L’invasione di moscerini a Orbetello è iniziata nell’ultimo mese. Gli insetti che stanno invadendo il paese, in particolare, sono della famiglia dei chironomidi e sono più grandi dei normali moscerini. Dall’aspetto simile a quello delle zanzare, questi insetti non pungono e non rappresentano una minaccia per la salute degli abitanti, ma sono presenti in quantità tali da compromettere lo svolgimento delle attività quotidiane. A Orbetello, infatti, la presenza degli insetti è arrivata a un livello tale da portare a sporadiche chiusure straordinarie di attività e uffici pubblici. È per esempio il caso delle poste, che il 10 marzo hanno appeso alla porta un avviso di chiusura per “calamità naturale”. Il sindaco Andrea Casamenti ha parlato anche di possibili conseguenze sul turismo. In un’intervista al Corriere della Sera, ha dichiarato che, se i moscerini non se ne andranno di qui a tre settimane, la loro presenza potrebbe avere un grave impatto sulle casse del comune, impedendo l’arrivo delle persone attese per i ponti tra Pasqua e il 1° maggio.

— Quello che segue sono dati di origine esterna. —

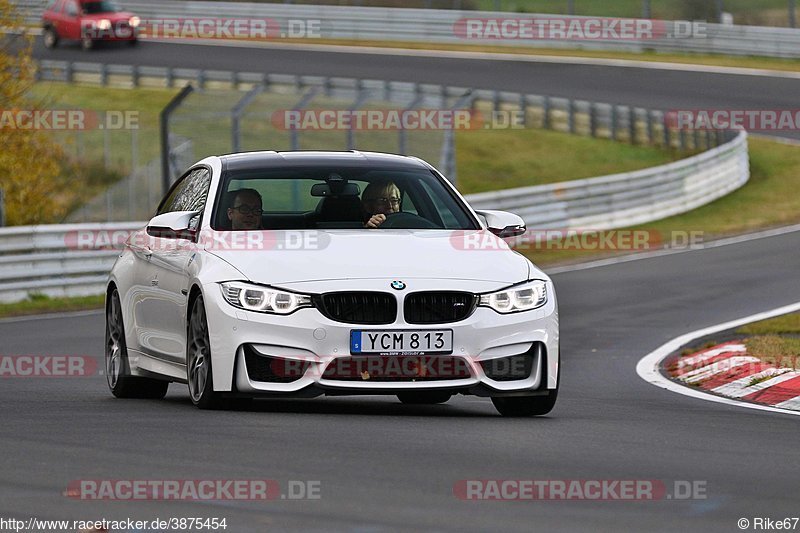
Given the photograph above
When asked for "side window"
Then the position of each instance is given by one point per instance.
(190, 194)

Come il paese, anche la laguna comunale sta venendo invasa dai moscerini. In un’intervista a La Stampa, il professor Alessandro Miani, presidente della Società Italiana di Medicina Ambientale, ha spiegato che le cause dell’invasione risiedono nell’eccessivo uso di fertilizzanti. Questi ultimi, ricchi di fosforo e azoto, finiscono nella laguna, arricchendo di nutrienti l’acqua. «È un fenomeno che si chiama eutrofizzazione: un eccesso di nutrienti che favorisce la crescita delle alghe. Tante alghe, morendo, producono tantissimi batteri, che a loro volta consumano tanto ossigeno». E se manca l’ossigeno, muoiono i pesci. In sintesi, «ecco quello che succede: troppe alghe, poco ossigeno nell’acqua, morte dei pesci, proliferazione dei moscerini. È una catena, all’origine della quale ci sono i comportamenti dell’uomo».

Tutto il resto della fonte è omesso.